Vector Database Vocabulary: Embeddings, Search, and Similarity Explained
Vector embedding, semantic search, HNSW, ANN, cosine similarity, RAG pipeline — the vocabulary you need to work with vector databases and AI-powered search in English.
Vector databases are at the heart of modern AI applications — from semantic search to retrieval-augmented generation (RAG). As these technologies move from research into production, the vocabulary around them becomes essential for engineers writing design docs, reviewing PRs, and discussing architecture with data scientists. Here is the core terminology explained clearly.
Vectors and Embeddings
Vector embedding — A numerical representation of content (text, image, audio, code) as a list of floating-point numbers — a vector — in a high-dimensional space. Similar content produces similar vectors. Phrase: “We use an embedding model to convert product descriptions into 1,536-dimensional vectors and store them in the vector database.”
Embedding model — A machine learning model that produces vector embeddings. Examples: OpenAI text-embedding-3-small, Cohere Embed, sentence-transformers. The same model must be used for both storing and querying embeddings — mixing models breaks search.
Chunking strategy — The method used to split long documents into smaller pieces before embedding. Common strategies: fixed-size chunks, sentence-level chunks, paragraph-level chunks, semantic chunking. Phrase: “We tested three chunking strategies — semantic chunking gave the best retrieval precision for long legal documents.”
Search and Similarity
Semantic search — Finding results based on meaning rather than exact keyword matches. A query “how to cancel my subscription” finds documents about “ending a membership” even if the exact words don’t match. Phrase: “We replaced keyword search with semantic search — user satisfaction scores improved significantly for long-tail queries.”
Similarity search — Searching for vectors that are closest to a query vector according to a distance or similarity metric. Also called vector search or nearest neighbour search.
Cosine similarity — A metric measuring the angle between two vectors. Values range from -1 to 1; values closer to 1 mean more similar. Most commonly used for text embeddings. Phrase: “Cosine similarity works well for text embeddings because it ignores magnitude — only direction matters.”
Dot product similarity — Another similarity metric: the sum of element-wise products. For normalised vectors it is equivalent to cosine similarity. Some vector databases use dot product for performance reasons.

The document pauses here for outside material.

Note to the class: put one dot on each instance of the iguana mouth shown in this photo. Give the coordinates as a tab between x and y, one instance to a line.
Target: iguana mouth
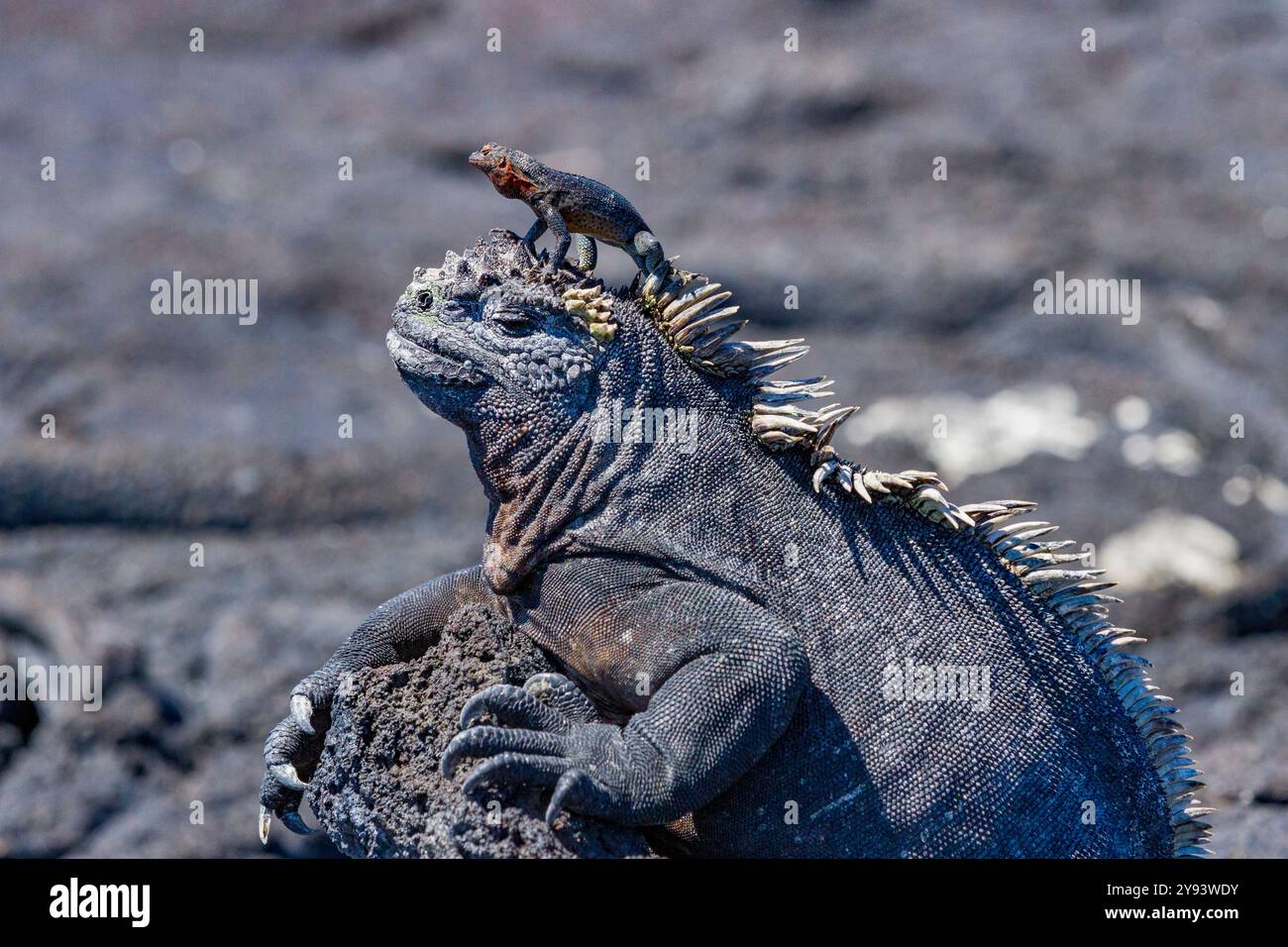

ANN (Approximate Nearest Neighbour) — An algorithm that finds vectors approximately closest to a query, trading a small amount of accuracy for dramatically faster search. Essential at scale — exact nearest neighbour search is too slow for millions of vectors.
HNSW (Hierarchical Navigable Small World) (pronunciation: each letter individually: H-N-S-W) — The most widely used ANN index algorithm. Builds a multi-layer graph structure enabling fast approximate search. Phrase: “HNSW gives sub-millisecond search latency on a million-vector index — much faster than a flat brute-force search.”
Vector Database Operations
Upsert — A combined insert-or-update operation: if a vector with the given ID exists, update it; otherwise insert it. The standard way to add vectors to most vector databases. Phrase: “We upsert product embeddings whenever the catalogue updates — IDs are the product SKU.”
Namespace — A logical partition within a vector database index that separates vectors from different sources or tenants. Phrase: “Each customer gets their own namespace — queries only search within the customer’s namespace.”
Metadata filtering — Filtering vector search results by attached metadata (e.g. category, date, language) before or after the vector search. Phrase: “We filter by language: 'en' and category: 'support' before the vector search — it narrows the candidate set and improves precision.”
Re-ranking — A post-retrieval step that re-orders the initial vector search results using a more accurate (and more expensive) model. Phrase: “We retrieve the top 50 candidates by vector similarity, then re-rank them with a cross-encoder — precision improved significantly.”
RAG Pipeline
RAG (Retrieval-Augmented Generation) pipeline — An architecture where a vector search retrieves relevant context documents, which are then provided to a language model as part of the prompt. Reduces hallucinations and enables answers grounded in your data. Phrase: “Our RAG pipeline retrieves the top 5 chunks from the knowledge base and injects them into the LLM prompt.”
Vector index — The data structure that enables fast similarity search over stored embeddings. An HNSW index, IVF (Inverted File Index), or flat index. Phrase: “Rebuilding the vector index after schema changes takes about 20 minutes on our dataset size.”
Practice: Set up a minimal vector search using a free tier of Pinecone, Weaviate, or Qdrant. Embed ten sentences, store them, and query for the most similar sentence to a new input. Then write a short technical explanation of what you built using the vocabulary from this post.